Being able to quickly bridge that experience gap by asking for what I need to know - rather than having to stitch together the missing puzzle pieces from here, there, and everywhere else – is huge. In some ways, it is personal for me.
This brings me to my last point. We’re not talking about a model when we say ‘AI did this’ or ‘AI disrupted that’. Whether we’re talking about laying off nearly 8,000 people or undermining a workers’ strike, those are decisions being made by people. And we need to hold them accountable for their actions.
From Emily Bender, again:
“Rather than asking, ‘can AI do that?’, the more appropriate question is ‘Is this an appropriate use of automation?’”
That applies to a lot more than just ChatGPT. From our dev pipelines to our call center support, how do new forms of automation enable us to BEST serve our customers and what they are trying to do? In whose interest is it to lay off journalists, creatives, and even technology professionals?

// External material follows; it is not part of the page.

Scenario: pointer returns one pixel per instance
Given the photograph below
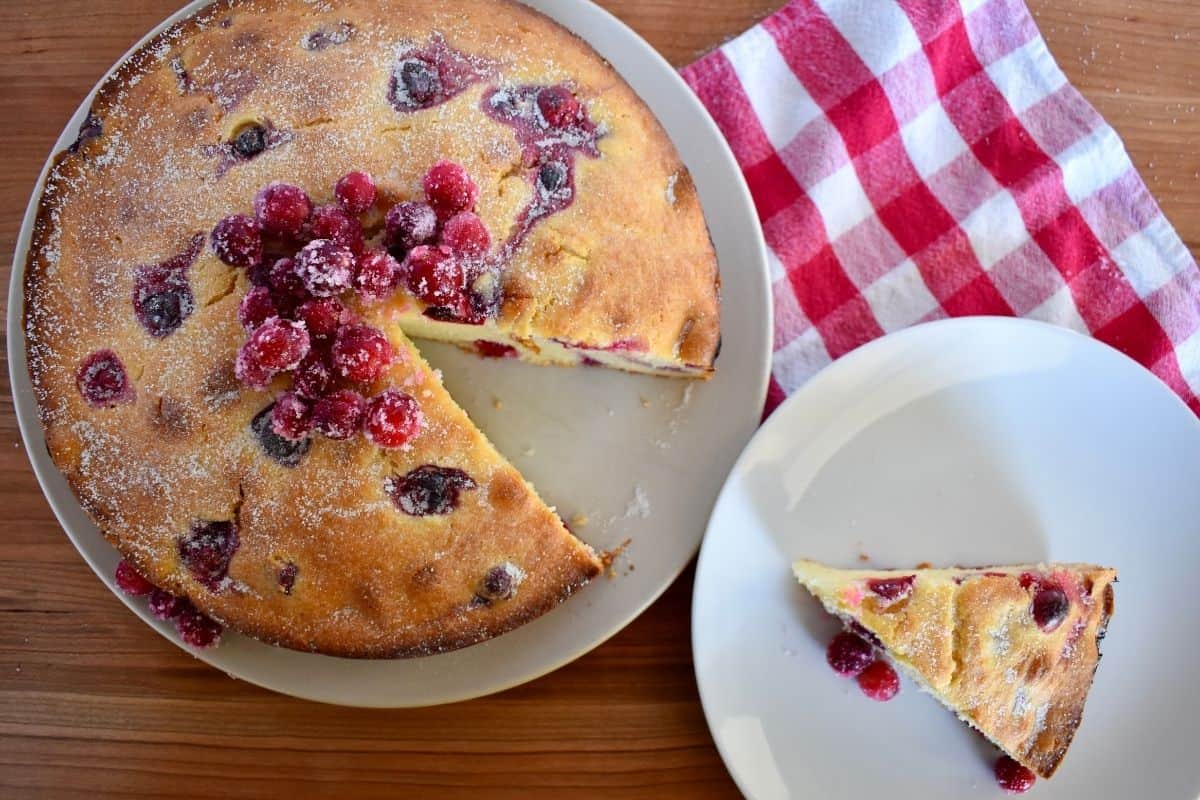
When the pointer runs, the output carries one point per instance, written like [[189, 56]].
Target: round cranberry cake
[[263, 204]]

‘Dismissing today’s current crop of LLMs, or “generative AI” as only capable of “telling lies” or “hallucinating” projects far more personhood and sentience - a will or agenda present during interactions - than what exists. In a world that has seemed more chaotic and randomly cruel, particularly in the last several years, our brains are working overtime to see a pattern, an intelligence, an intent anywhere we can find it. Sadly, those looking for a savior (or an opponent) will be disappointed.
What does exist is a set of tools - useful, powerful tools that tighten the feedback loop for creators. Further, these tools leverage the power of language. Rather than requiring a priesthood versed in ritualized incantations, the promise is that anyone who speaks can create software. While much of the low or no-code effort has focused on greater visual metaphors, from Visual Basic to Scratch, the promise with tools like ChatGPT is to forgo that learning ramp entirely.”
Grady Booch, an American Software Engineer perhaps best known for developing the Unified Modeling Language, once said, “the entire history of software engineering is one of rising levels of abstraction”. There is a solid argument to be made that LLMs represent the next major abstraction in software development. The key to unlocking ever greater levels of software potential was not enriching our communication with more rigid semantic meaning. Instead, it was about training the machines to be more comfortable with our language’s ambiguity.
In conclusion, as those most able to understand these tools’ nature, we must use them wisely – to empower where necessary and avoid perpetuating a status quo of inequality and apathy.
Thank you for and inviting me back again to speak this year and the opportunity to share some of my most recent work.